36 Scheduling in Linux

Mary Anitha Rajam

39.1 Introduction

The job of allocating CPU time to different tasks within an operating system is called as CPU scheduling. Linux supports preemptive multitasking. Since multitasking is supported, many tasks can be waiting to use the CPU. Since preemption is supported, it is possible to remove a process from the CPU even before it relinquishes the CPU on its own. The process scheduler decides which process runs and when. Scheduling is not just running and interrupting of user processes, in Linux, scheduling also includes the running of the various kernel tasks. Kernel tasks are tasks that are requested by a running process and tasks that execute internally on behalf of the kernel (tasks sparned by Linux’s I/O subsystem).In this module, we learn how scheduling is handled in the Linux operating system. Linux handles scheduling of user processes and kernel tasks in different ways. In this module we learn how Linux schedules user processes, real-time tasks and kernel tasks.

39.2 Process Scheduling

Linux uses two process-scheduling algorithms for user-defined processes. A time-sharing algorithm is used for fair preemptive scheduling between multiple processes, when non-real time tasks are executed. This algorithm focuses on fairness for scheduling. For real-time tasks, a scheduling algorithm where absolute priorities are more important than fairness is used. We now see how the time-sharing fair algorithm works.

39.2.1 Time-Sharing Fair Algorithm (CFS)

The Completely Fair Scheduler (CFS) was introduced in Linux kernel version 2.6. The CFS is a preemptive, priority-based algorithm with two separate priority ranges. One is the priority that is given to real-time processes and the other is the priority that is assigned to a process based on the nice value of the process. The real-time priority ranges from 0 to 99 and the nice value ranges from – 20 to 19. Smaller nice values indicate higher priorities. A process can choose to be nice to other processes by choosing a smaller nice value.

In earlier day UNIX, the core variables used for scheduling were the priority and time slice; fairness was not considered. But, Linux implements a fair scheduling algorithm. All processes are to be treated in a fair manner and hence, all processes are allotted a proportion of the processor’s time. CFS calculates how long a process should run as a function of the total number of runnable processes. If there are N runnable processes, each process should be allotted 1/N of the processor’s time. This allotment is adjusted by weighting each process’s allotment by its nice value.

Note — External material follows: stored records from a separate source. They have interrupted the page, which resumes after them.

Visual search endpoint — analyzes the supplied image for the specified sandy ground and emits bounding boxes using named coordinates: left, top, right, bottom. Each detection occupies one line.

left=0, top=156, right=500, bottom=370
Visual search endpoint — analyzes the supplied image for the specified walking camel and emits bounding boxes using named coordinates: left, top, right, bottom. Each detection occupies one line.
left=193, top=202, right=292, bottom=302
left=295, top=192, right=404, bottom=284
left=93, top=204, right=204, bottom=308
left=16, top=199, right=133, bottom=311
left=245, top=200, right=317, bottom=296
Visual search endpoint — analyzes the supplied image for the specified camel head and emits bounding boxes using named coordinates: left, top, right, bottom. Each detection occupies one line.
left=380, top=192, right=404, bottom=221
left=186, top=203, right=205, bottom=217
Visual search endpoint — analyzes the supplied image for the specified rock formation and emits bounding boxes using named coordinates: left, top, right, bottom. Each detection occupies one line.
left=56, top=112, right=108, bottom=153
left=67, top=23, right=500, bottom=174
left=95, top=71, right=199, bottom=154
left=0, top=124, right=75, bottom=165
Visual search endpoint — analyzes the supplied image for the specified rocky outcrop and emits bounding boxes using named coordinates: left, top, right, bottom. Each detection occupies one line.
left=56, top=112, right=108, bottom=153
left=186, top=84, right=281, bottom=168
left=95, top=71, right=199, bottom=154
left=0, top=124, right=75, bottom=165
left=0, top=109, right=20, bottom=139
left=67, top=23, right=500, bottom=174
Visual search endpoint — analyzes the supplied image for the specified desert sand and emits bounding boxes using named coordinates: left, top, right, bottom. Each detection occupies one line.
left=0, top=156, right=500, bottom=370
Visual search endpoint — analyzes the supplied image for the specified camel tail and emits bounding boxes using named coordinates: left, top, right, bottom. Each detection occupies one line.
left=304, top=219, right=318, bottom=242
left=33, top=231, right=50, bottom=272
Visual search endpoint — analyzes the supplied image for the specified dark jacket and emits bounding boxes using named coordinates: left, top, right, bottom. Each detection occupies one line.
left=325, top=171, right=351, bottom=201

Processes with the default nice value have a weight of 1 – priority is unchanged. Processes with a smaller nice value (higher priority) have to be assigned a higher priority and receive a higher weight. Processes with a larger nice value (lower priority) have to be assigned a lower priority and receive a lower weight. When all processes have the same nice value, each process is allotted 1/N of the processor’s time. When the nice values are different, CFS runs each process for a time slice proportional to the process’s weight divided by the total weight of all runnable processes. Therefore, processes with smaller weights get less CPU time and processes with bigger weights get more CPU time.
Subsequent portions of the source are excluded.